Lawmakers at a Democratic foreign policy conference today bemoaned escalating and useless rhetoric against Beijing on Capitol Hill.

Reporting | Asia-Pacific

China has been the chief foreign policy and national security obsession of the 118th Congress. Members have introduced over 300 pieces of legislation aimed at confronting the rise of Beijing and created the hawkish “Select Committee on the Strategic Competition Between the United States and the Chinese Communist Party.” 




As the journalist Ed Luce, who moderated a panel on US-China relations during Foreign Policy for America’s annual Leadership Summit on Monday, noted, it is one of the few areas of bipartisanship in an increasingly polarized Congress. 




The four members of the House of Representatives who participated on the panel offered words of caution to their colleagues, warning that heightened rhetoric could leave Washington in a perilous predicament. “It’s really important that we remember, particularly when rhetoric continues to heat up, that, God forbid, we ever had to go to war with China, it is mutually assured economic destruction,” said Rep. Elissa Slotkin (D-Mich). “At the end of the day, a war will be a disaster for them and certainly for us.” 




If anything, according to Rep. Andy Kim, who sits on the select committee, the increase in tension between the two largest economies in the world should incentivize U.S. officials to engage with their counterparts even more. “When the chairperson or when someone else on [the select] committee talks about how China is an existential threat to the United States. That's a real problem,” remarked Kim (D-N.J.) “When you call someone or something an existential threat, how do you have a conversation? How do you have engagement? How do you have diplomacy?”




Luce noted that efforts to calm tensions have so far not been particularly effective, pointing to a recent Pew Research poll that indicates that four in ten Americans consider China to be an enemy, up thirteen points from when a similar poll was conducted last year. Kim called that polling data “a huge problem,” and Rep. Veronica Escobar said it was “very disconcerting.” 

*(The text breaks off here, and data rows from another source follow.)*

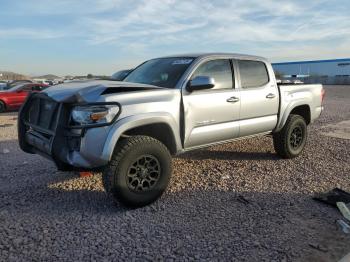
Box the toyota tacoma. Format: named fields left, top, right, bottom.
left=18, top=53, right=325, bottom=207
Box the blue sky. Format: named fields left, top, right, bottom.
left=0, top=0, right=349, bottom=76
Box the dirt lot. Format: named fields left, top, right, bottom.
left=0, top=85, right=349, bottom=261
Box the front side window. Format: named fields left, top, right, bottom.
left=191, top=59, right=233, bottom=90
left=238, top=60, right=269, bottom=88
left=124, top=57, right=194, bottom=88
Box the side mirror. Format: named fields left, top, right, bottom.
left=187, top=76, right=215, bottom=92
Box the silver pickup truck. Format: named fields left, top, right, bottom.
left=18, top=53, right=324, bottom=207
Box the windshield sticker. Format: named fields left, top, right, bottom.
left=172, top=59, right=193, bottom=65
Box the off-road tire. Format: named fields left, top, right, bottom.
left=273, top=114, right=307, bottom=159
left=102, top=136, right=172, bottom=207
left=0, top=101, right=5, bottom=113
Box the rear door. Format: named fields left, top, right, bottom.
left=182, top=59, right=240, bottom=149
left=235, top=59, right=279, bottom=136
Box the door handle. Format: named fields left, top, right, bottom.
left=266, top=93, right=276, bottom=99
left=227, top=96, right=240, bottom=103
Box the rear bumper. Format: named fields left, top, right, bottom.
left=18, top=93, right=110, bottom=169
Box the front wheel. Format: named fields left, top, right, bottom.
left=273, top=114, right=307, bottom=159
left=102, top=136, right=172, bottom=207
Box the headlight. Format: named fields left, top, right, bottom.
left=70, top=103, right=120, bottom=127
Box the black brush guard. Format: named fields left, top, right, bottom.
left=18, top=93, right=75, bottom=169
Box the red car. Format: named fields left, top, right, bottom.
left=0, top=83, right=49, bottom=112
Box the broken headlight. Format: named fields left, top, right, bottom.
left=70, top=103, right=121, bottom=128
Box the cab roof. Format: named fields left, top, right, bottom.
left=157, top=52, right=268, bottom=62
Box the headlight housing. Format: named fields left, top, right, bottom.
left=70, top=103, right=121, bottom=128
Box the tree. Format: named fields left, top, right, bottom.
left=87, top=74, right=93, bottom=79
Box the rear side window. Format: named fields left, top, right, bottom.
left=191, top=59, right=233, bottom=90
left=238, top=60, right=269, bottom=88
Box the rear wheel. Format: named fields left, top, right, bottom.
left=102, top=136, right=172, bottom=207
left=273, top=114, right=307, bottom=159
left=0, top=101, right=5, bottom=113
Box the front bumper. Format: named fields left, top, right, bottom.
left=18, top=93, right=111, bottom=170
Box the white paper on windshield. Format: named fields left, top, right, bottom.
left=172, top=59, right=193, bottom=65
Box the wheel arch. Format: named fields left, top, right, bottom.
left=101, top=113, right=182, bottom=162
left=122, top=123, right=177, bottom=155
left=276, top=103, right=311, bottom=132
left=290, top=105, right=311, bottom=124
left=0, top=99, right=7, bottom=111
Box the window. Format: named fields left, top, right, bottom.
left=338, top=63, right=350, bottom=67
left=238, top=60, right=269, bottom=88
left=191, top=59, right=233, bottom=90
left=22, top=85, right=32, bottom=91
left=32, top=85, right=43, bottom=91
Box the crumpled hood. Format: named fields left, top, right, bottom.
left=43, top=80, right=164, bottom=102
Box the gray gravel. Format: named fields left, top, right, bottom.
left=0, top=85, right=349, bottom=261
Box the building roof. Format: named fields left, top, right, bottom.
left=273, top=58, right=350, bottom=66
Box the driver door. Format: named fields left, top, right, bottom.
left=15, top=84, right=33, bottom=107
left=182, top=59, right=240, bottom=149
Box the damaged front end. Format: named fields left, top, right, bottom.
left=18, top=92, right=121, bottom=171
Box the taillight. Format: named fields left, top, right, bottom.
left=321, top=88, right=325, bottom=103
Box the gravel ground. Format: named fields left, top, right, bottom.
left=0, top=85, right=349, bottom=261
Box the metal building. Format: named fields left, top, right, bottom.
left=272, top=58, right=350, bottom=84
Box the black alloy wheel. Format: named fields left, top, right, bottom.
left=126, top=155, right=161, bottom=192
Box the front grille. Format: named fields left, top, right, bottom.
left=24, top=95, right=60, bottom=133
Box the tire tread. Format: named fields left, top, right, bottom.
left=273, top=114, right=306, bottom=159
left=102, top=135, right=171, bottom=207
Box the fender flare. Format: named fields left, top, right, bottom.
left=276, top=99, right=311, bottom=132
left=101, top=113, right=182, bottom=162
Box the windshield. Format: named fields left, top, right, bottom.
left=124, top=57, right=194, bottom=88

All of the members acknowledged that Beijing does pose a significant challenge to the U.S. and the Chinese government had not seemed particularly interested in constructive engagement either, but maintained that the response should not be to treat conflict as inevitable.  “Some of the challenges I’ve seen, especially being on the select committee (...) is how reactionary we’ve become in terms of our foreign policy, especially when it comes to China,” said Kim noting what he saw as a bipartisan overreaction to the Chinese spy balloon and legislation aimed at banning TikTok.

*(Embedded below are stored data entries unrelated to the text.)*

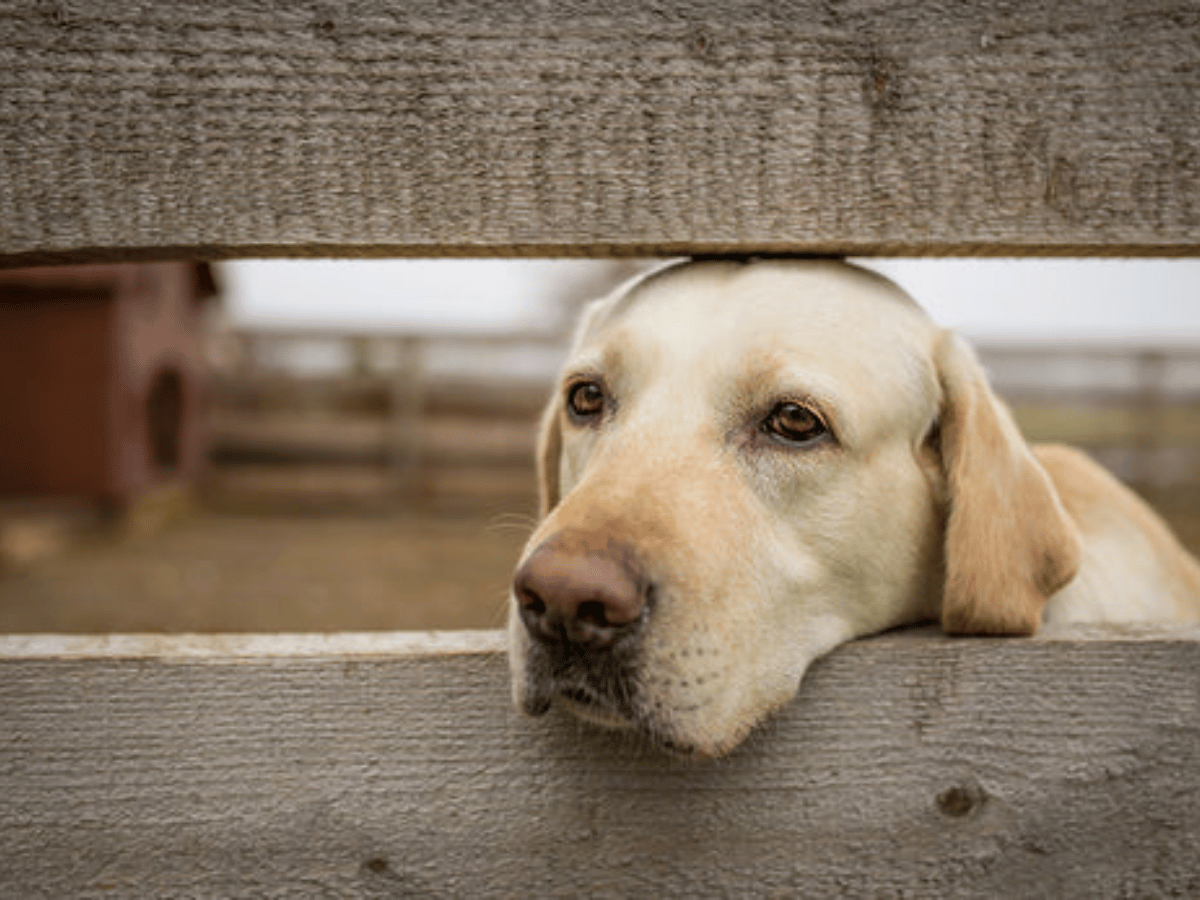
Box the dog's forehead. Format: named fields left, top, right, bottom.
left=574, top=260, right=935, bottom=380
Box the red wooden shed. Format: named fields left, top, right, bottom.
left=0, top=262, right=215, bottom=507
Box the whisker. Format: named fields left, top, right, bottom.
left=485, top=512, right=539, bottom=536
left=489, top=590, right=512, bottom=627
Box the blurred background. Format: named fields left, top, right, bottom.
left=0, top=258, right=1197, bottom=633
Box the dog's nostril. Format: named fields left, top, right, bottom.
left=575, top=600, right=609, bottom=628
left=520, top=590, right=547, bottom=616
left=517, top=587, right=555, bottom=640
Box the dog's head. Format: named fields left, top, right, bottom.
left=508, top=259, right=1080, bottom=757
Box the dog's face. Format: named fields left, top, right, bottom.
left=508, top=259, right=1080, bottom=757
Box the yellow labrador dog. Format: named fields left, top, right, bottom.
left=508, top=258, right=1200, bottom=757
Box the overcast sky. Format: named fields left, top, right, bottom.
left=220, top=258, right=1200, bottom=346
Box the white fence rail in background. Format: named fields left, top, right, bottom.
left=205, top=328, right=564, bottom=509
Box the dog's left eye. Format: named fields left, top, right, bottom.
left=763, top=401, right=828, bottom=445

One consistent theme throughout the panel was that there may be substantial ways in which Washington can and should compete with China, but those potential U.S. policies  are too often drowned out by legislation that is only intended to antagonize Beijing. “We have not had an immediate pressing reason in my opinion, to vote on anything related to China,” so far in this Congress, said Lauren Underwood (D-Ill.) She argued that all of the bills aimed at countering the CCP were messaging bills aimed at painting opponents as soft on China and “a lot of colleagues are trying to neutralize a CCP or Chinese attack in the electoral context by wrapping themselves in the blanket of bipartisanship” on the issue.